Tips on How to Safely Use a Jointer

A jointer is one of those tools known for their vicious bites. Thus, it should come as no surprise that people, pros and DIYers alike, have lost fingers and other limbs to it. To avoid becoming a victim of a jointer incident, there are some safety protocols you need to adhere to.

In this article, we have compiled a list of seven jointer safety tips to help you avoid injuries while using this powerful woodworking tool.

Wear Goggles

The primary function of a jointer is to give a rough piece of lumber a flat surface. As such, you can expect flying wood debris when using this tool. For this reason, it is important to have goggles on.

Wear googles while using benchtop jointer

The goggles will protect you from flying wood debris that may fly into your eyes. Therefore, always ensure you have your goggles on before turning on a jointer.

The Size of The Wood Matters

A jointer is also used to straighten the edges of a piece of wood. The length of the piece of wood you use matters. Typically the best budget jointer will have an infeed for you to push wood towards the blade.  And the length of wood you are placing on the infeed table matters.

The recommended length is 10 to 12 inches. Anything less than 10 inches long should not be used on a jointer. Also, it may be a good idea to use a block plane to push the piece of wood.

Apart from length, thickness, and width also matters when choosing wood to be joint. That said, you should not joint edge wood that is less than ¼ inches thick. Also, you should avoid edge jointing wood that is less than ¾ inches wide.

When it comes to face jointing avoid jointing wood that is less than ⅜ inches thick and less than ¾ inches wide.

Always Use A Fence

There are those people who think that it’s unnecessary to use a fence on a jointer, don’t be one of them. The purpose of the fence is to ensure the wood is kept straight as you push it towards the jointer’s blade with ease.

The fence is, therefore, an important component to have on your jointer when working with wood. Not using it can result in damage to the wood or worse injuries.

Attach the Cutter Guard

The cutter guard is a safety feature found in most jointers. Its function is to protect your hands from coming into contact with the jointer’s spinning blades. Some people remove this part to make it easier to sharpen and replace the blades.

However, removing it is never a good idea. It is important to ensure the cutter guard is attached before turning on your jointer. Not attaching this part can lead to serious injuries since you become exposed to the spinning blades of the jointer.

Avoid Wearing Loose Long-Sleeved Clothing

Loose clothing is a no-no when using a jointer.

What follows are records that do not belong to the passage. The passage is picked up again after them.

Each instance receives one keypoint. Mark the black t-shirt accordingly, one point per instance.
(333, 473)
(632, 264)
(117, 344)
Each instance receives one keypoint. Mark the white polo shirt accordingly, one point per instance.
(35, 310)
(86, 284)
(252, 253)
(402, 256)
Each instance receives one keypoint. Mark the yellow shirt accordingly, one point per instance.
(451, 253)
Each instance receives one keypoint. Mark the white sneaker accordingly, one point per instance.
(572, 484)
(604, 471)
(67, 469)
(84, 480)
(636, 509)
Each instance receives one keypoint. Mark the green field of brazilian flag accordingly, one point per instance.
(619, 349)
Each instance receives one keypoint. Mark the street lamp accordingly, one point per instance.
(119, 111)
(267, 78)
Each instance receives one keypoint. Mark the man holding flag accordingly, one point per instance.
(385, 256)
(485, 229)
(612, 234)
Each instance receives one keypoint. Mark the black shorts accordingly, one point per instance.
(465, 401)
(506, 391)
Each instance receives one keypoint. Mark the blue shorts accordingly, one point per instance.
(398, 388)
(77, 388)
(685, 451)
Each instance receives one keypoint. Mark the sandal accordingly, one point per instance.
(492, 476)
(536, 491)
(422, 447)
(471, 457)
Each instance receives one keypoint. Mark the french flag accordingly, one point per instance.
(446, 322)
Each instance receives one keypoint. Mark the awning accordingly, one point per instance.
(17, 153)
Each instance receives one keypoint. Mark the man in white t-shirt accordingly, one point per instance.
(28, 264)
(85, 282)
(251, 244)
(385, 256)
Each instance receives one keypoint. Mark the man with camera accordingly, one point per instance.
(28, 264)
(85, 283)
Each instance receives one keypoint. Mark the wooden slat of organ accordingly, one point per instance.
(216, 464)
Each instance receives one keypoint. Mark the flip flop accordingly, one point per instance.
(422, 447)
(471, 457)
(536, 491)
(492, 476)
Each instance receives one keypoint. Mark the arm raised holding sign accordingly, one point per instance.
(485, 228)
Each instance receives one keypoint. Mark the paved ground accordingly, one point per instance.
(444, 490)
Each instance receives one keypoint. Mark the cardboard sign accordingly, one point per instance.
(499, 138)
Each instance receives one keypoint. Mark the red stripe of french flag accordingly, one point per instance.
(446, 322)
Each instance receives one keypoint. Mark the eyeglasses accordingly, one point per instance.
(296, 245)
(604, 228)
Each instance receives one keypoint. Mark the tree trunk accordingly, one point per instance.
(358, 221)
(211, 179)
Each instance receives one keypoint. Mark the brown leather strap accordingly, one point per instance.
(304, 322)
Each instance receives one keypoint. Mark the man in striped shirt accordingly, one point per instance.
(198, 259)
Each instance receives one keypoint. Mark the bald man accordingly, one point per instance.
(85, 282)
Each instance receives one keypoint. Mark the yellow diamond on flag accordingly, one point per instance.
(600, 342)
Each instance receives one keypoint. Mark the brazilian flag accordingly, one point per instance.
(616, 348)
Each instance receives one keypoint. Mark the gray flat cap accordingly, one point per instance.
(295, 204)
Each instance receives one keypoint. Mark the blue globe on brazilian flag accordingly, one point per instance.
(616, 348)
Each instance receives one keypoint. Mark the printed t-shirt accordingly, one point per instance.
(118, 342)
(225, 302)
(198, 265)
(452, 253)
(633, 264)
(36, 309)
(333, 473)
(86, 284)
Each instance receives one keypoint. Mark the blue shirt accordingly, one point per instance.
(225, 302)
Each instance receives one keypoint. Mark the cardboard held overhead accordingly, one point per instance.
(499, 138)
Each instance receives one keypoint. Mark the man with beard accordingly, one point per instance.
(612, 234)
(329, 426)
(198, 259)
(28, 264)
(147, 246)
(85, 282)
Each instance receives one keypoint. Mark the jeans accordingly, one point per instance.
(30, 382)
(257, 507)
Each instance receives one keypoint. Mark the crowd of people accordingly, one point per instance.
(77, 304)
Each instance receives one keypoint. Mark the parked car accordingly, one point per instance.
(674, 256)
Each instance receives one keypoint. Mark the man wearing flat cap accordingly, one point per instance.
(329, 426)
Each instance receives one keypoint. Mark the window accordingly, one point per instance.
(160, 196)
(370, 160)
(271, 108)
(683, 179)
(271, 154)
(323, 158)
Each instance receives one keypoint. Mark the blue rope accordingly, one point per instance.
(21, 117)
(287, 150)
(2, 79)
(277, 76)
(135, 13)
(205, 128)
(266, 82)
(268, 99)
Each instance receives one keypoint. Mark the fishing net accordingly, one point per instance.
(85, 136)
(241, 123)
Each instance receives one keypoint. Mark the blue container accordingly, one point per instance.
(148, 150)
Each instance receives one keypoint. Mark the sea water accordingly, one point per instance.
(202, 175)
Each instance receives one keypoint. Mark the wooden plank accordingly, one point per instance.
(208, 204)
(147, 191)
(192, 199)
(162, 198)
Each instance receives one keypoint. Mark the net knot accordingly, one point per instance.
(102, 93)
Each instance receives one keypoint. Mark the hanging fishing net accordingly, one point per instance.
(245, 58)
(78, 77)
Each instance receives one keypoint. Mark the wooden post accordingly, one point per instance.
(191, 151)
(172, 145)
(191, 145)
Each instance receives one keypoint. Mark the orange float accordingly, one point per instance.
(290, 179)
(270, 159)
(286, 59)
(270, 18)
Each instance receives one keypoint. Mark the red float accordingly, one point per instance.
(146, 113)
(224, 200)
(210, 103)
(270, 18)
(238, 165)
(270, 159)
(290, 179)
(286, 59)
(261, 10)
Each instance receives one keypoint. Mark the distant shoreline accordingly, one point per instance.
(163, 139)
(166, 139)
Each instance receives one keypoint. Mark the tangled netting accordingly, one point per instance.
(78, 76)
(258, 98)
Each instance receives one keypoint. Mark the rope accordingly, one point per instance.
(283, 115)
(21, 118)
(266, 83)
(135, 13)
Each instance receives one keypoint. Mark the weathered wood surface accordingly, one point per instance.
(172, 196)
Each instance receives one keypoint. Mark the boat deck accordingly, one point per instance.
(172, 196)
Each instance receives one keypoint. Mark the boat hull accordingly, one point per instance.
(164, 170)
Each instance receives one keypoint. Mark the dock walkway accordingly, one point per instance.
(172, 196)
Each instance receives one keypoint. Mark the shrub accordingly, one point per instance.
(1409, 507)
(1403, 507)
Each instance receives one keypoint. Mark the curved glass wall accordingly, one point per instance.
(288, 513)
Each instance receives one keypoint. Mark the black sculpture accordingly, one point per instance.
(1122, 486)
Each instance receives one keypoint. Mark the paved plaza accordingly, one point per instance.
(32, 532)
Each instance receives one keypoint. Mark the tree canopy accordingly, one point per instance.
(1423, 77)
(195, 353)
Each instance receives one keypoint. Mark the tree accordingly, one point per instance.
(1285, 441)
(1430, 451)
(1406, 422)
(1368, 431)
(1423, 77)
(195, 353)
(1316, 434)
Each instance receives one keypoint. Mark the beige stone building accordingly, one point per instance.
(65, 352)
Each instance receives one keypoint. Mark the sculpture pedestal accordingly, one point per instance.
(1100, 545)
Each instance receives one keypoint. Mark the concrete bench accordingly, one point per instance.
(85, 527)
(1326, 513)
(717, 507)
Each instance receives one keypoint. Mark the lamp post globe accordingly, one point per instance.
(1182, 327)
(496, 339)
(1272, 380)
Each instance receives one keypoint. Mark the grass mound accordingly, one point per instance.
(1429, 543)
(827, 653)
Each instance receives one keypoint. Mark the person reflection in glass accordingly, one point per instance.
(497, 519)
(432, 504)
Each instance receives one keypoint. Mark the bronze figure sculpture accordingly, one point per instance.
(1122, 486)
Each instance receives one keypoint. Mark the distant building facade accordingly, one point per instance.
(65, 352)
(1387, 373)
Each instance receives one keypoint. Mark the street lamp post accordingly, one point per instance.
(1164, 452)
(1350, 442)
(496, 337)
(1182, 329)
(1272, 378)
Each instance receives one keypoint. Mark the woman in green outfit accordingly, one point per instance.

With loose clothing, there is always the risk of the loose sleeves getting caught by the spinning blades. When this happens, your hand will get pulled in towards the spinning blades as well.

Inspect the Grain

When using a jointer, you should ensure you are cutting with the grain not against it. The purpose of cutting with the grain is to avoid tear-out. Also, it ensures you can feet the board smoothly.

Wood grain is important

This is an important safety protocol always to follow that is often overlooked.

Inspect Board for Knots

A knot on a board can spell danger if not properly dealt with. However, it is important to inspect for knots on any piece of lumber before pushing through a jointer. Some people try and find a way around a knot when using a jointer.

The alternative is to adjust the depth of the cut. For any wood that has a knot, the depth of the cut should be adjusted to less than 1/32 inches. For materials that do not have a knot, the depth of the cut should be adjusted to 1/16 inches.

Do Not Put Your Hands Over the Blade.

Both hands should be used when pushing wood through a jointer’s cutter blades. With the help of a push, block use your left hand to push the wood towards the blade. Once about 10 inches of the wood has gone through the jointer shift to using your right hand.

The right hand should be used to hold the wood against the fence. When the wood is about 10 inches left, shift your weight so that you can use your right hand to ease the wood against the cutters.

It is important to remove your left hand and push block to avoid it coming into contact with the blades.

Remove Obstacles

When operating a jointer, the last thing you want is a messy work environment. You must be able to stand upright without having to go over boxes or any other obstacles. Therefore, the floor of your work area should be clear of all and any obstacles.

Also, when feeding wood to the jointer, make sure your fingers and thumbs are on top of it and not at the end of the wood. This is to minimize the risk of your fingers getting chopped off as you feed the wood through the jointer.

Additional safety tips

  • Read the jointer manufacturer’s instructions manual before using the jointer
  • Keep the knives of the jointer cutter head sharp and properly adjusted
  • When using a jointer stand to one side and not behind it
  • Ensure the cutter head is at full speed before commencing cutting
  • Keep your eyes glued to the jointer when using at all times

Conclusion

Jointers are handy tools to have in any workshop, especially where you are dealing with rough lumber. However, they can also be dangerous if not used properly. By following the above-outlined safety tips, you will be able to ensure your safety.

The manufacturer of your jointer will also have outlined additional safety features unique to your jointer in the instruction’s manual. It is for this reason that it is important to read the instructions manual before using a jointer for the first time.